The prosecution then turned to another incident, claiming Gallagher had shot at Iraqi civilians. Dille testified that he was witnessing a sniper fire from a building where Gallagher was posted on Father's Day 2017. The shot, according to Dille, hit an unarmed older man on the street]
"I could tell right away that he was hit," Dille said. "I saw the contrails hit him. … As he turned the corner, it developed a blood vessel. Dille then testified that he had heard Gallagher's voice on the radio: "He had thought he had failed. "
Dille is the second witness of the prosecutor's office Take a stand in Gallagher's court-martial.
In cross-examination, senior defense attorney Timothy Parlatore attacked Dille's testimony – after recollecting the events in Iraq – and accused him of beautifying the ISIS detainee's age in court.
This jury, "Parlatore said, pointing out to Dille that the prisoner was 15 to 20 years old. "They just want this jury to hear 12."
"This is inaccurate," Dille retorted, claiming he had consistently guessed the prisoner's age between 12 and 15 years old.

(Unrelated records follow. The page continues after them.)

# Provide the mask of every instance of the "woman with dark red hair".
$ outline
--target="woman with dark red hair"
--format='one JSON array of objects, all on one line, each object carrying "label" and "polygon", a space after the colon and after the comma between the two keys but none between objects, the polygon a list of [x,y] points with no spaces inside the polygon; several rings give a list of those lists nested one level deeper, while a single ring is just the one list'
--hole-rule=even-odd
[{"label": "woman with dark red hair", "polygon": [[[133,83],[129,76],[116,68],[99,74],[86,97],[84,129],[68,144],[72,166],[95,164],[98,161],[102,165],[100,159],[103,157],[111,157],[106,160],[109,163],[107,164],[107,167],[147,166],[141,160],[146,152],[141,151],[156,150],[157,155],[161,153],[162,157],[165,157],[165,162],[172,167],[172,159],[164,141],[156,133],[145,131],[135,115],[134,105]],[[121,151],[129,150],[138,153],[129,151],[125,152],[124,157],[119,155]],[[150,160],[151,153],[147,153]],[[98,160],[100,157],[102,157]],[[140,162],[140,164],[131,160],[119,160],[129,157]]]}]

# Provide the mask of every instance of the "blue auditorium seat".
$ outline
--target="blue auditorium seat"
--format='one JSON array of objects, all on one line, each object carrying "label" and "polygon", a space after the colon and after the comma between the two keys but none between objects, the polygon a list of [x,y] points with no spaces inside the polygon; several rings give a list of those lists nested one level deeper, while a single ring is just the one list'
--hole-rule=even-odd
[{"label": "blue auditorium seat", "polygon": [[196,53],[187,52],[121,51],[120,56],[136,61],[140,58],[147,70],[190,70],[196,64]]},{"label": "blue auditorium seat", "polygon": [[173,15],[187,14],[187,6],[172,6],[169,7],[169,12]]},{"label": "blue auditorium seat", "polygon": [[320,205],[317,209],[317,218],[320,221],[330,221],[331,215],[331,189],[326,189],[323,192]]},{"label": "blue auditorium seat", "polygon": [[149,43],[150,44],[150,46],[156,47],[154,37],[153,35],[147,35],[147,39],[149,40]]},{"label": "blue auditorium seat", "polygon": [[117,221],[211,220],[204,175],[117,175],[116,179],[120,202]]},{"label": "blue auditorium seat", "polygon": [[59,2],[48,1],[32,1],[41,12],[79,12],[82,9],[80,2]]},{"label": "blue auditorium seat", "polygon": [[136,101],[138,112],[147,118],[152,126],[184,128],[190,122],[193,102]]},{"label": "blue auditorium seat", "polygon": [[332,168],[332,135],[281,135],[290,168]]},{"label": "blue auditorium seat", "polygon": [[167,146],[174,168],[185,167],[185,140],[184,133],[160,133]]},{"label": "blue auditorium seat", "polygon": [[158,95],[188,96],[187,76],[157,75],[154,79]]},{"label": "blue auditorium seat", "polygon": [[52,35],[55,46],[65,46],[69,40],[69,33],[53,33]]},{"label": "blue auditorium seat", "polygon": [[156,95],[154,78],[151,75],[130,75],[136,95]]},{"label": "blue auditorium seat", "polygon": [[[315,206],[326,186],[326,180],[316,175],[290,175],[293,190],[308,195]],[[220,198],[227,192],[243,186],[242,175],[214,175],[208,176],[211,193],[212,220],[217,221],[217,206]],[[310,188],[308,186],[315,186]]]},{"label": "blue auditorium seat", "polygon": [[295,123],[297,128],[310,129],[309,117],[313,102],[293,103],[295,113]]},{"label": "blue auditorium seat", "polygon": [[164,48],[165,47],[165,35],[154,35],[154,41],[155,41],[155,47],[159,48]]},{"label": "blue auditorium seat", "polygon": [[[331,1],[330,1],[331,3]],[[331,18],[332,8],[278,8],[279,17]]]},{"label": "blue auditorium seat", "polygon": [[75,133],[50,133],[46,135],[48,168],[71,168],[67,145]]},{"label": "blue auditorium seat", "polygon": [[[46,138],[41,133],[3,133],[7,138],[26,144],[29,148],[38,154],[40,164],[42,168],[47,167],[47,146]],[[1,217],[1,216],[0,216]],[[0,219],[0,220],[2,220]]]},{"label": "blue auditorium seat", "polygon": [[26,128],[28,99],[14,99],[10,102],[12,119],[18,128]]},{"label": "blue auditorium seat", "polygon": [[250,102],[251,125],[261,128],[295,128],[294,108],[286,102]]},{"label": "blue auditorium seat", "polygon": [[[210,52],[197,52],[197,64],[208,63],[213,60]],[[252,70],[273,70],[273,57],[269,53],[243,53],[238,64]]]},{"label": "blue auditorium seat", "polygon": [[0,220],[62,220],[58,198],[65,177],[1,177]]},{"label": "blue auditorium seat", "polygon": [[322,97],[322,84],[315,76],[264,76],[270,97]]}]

Parlatore also attacked Dille's story about the alleged father's Day 2017 incident in which Gallagher is accused of shooting an elderly Iraqi civilian.
"An old man has dramatic effects on Father's Day," Parlatore accused. "I can see why you chose this day."
Parlatore also asked Dille why he had not raised his concerns over Gallagher's supposedly monstrous behavior on the battlefield. Dille said there was never an opportunity.
Gallaghers prosecutors are cowards who wanted to derail his nomination for a Silver Star for bravery and a promotion to teaching urban war, Parlatore has said.
Because there is little actual evidence in this case, the jury will be forced to judge the credibility of the prosecution witnesses in deciding the fate of Gallagher. Three questions were tabled by the jurors, according to Dille, but little was said about whether they believed his testimony or not. A seven-member jury, composed mainly of veterans of the struggle, to decide whether it was a snapshot of a An enemy who inflicted wounds, or a trophy shot taken by a prisoner of war who was killed under his care.
Gallagher, whose case has drawn the president Trump's attention is on seven charges, including premeditated murder and attempted murder. He is also accused of having shot and killed two civilian gunmen – an elderly man and a girl of school age – in 2017 in Iraq. He did not plead guilty to the charges for which he could be sentenced to life imprisonment.